Last week I listened to one of the church youth invite other students to join him for a time of silent reflection and Bible reading during their lunches. It was not his willingness to put himself “out there” that amazed me, it was his understanding that even if no one else joined him he was still making a statement about who he was and more importantly whose he was.
He reminded me of something that happened about five years ago when our then thirteen year old son and I were having lunch at a buffet style restaurant. He was moving faster than I was and had returned to the table ahead of me. I turned toward the table in time to see him bow his head and pray silently. Our table was surrounded by many loud conversations. From a distance, I began to notice those conversations dropping off and slowly the heads of others began to bow in prayer. By the time I reached the table, everyone around us had stopped eating and was apparently giving thanks. I don‘t believe my son even noticed the effect he had on those around him.
I‘m not sure that it is possible not to feel overwhelmed with all the things that need to be done, all the problems that need to be address and all the needs that must be met. Often times the magnitude of the needs in our lives and the lives of those around us can leave us feel helpless to make a difference. We want to do something, we want to make a difference and we want to help. But…we‘re just one small, simple person, wondering what difference we could possible make.
Jesus said, “if you had faith even as small as a mustard seed…Nothing would be impossible. (Matthew 17:20).” The beautiful thing about a planted seed is that the only purpose it pursues is to grow. Jesus reminds us that we should focus on being faithful in the small ways. A cup of water never exists without each drop, and the world will only be transformed when each of us finds a way to do our small part.
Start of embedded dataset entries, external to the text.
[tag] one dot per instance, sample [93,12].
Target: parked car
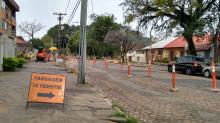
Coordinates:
[207,71]
[188,64]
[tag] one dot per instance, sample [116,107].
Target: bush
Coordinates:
[9,64]
[165,60]
[21,62]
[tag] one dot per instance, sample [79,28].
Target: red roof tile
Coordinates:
[177,43]
[19,41]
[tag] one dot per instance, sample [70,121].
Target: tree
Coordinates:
[188,15]
[101,25]
[37,43]
[125,38]
[73,43]
[30,28]
[66,31]
[47,41]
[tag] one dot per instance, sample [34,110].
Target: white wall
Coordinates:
[136,54]
[7,48]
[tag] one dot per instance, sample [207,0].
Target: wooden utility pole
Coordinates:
[60,18]
[82,50]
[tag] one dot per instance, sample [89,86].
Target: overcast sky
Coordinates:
[42,11]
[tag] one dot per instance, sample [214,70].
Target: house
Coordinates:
[170,48]
[157,51]
[8,9]
[21,45]
[137,54]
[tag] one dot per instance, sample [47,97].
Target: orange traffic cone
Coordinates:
[214,87]
[173,88]
[129,70]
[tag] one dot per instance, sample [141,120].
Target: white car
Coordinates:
[207,71]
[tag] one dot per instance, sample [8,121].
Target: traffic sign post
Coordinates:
[46,88]
[214,87]
[173,88]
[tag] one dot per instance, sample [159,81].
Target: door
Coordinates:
[1,56]
[130,59]
[217,69]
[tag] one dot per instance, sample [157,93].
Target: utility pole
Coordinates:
[60,18]
[82,50]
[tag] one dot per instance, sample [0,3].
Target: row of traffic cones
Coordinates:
[173,87]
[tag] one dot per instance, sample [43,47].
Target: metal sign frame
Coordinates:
[27,102]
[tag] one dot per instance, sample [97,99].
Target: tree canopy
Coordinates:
[188,15]
[37,44]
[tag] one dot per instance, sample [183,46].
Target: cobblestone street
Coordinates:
[82,103]
[151,101]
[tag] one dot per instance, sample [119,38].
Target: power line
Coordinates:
[73,12]
[67,6]
[60,18]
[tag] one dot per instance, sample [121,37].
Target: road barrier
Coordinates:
[214,87]
[129,70]
[173,88]
[106,64]
[121,66]
[94,61]
[149,69]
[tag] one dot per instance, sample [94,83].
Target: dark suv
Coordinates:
[188,64]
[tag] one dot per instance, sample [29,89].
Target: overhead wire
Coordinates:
[73,12]
[67,6]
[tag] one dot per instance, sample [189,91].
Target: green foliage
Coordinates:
[118,114]
[165,60]
[37,44]
[131,120]
[20,62]
[73,43]
[168,15]
[10,64]
[47,41]
[66,31]
[101,25]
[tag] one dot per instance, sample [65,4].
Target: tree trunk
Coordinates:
[215,39]
[191,47]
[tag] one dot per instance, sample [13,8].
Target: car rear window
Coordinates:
[199,59]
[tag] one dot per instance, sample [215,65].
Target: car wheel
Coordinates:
[170,69]
[188,71]
[207,74]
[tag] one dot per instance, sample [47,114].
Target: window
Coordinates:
[5,25]
[199,59]
[3,4]
[188,59]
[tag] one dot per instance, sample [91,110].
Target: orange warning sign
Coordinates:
[47,88]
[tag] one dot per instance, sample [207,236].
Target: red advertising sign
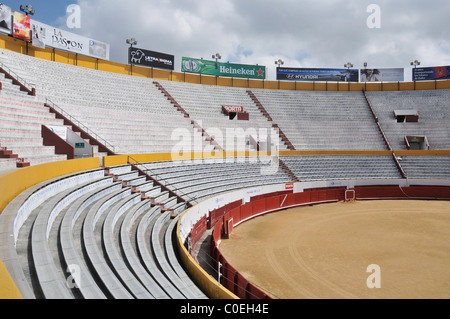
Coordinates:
[233,109]
[21,26]
[289,186]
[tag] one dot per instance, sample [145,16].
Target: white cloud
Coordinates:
[309,33]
Our son was not trying to transform a restaurant. He was simply trying to be faithful in the small ways. And the youth who agreed to covenant in prayer was simply trying to be true to what they felt Christ was calling them to be. For our son, it was his attention to the spiritual details of his life that allowed God to do bigger things. For our youth it will be the same as the greatest gifts and advances throughout history have always had their start in small ways. Most times, little things are of greater value than big things.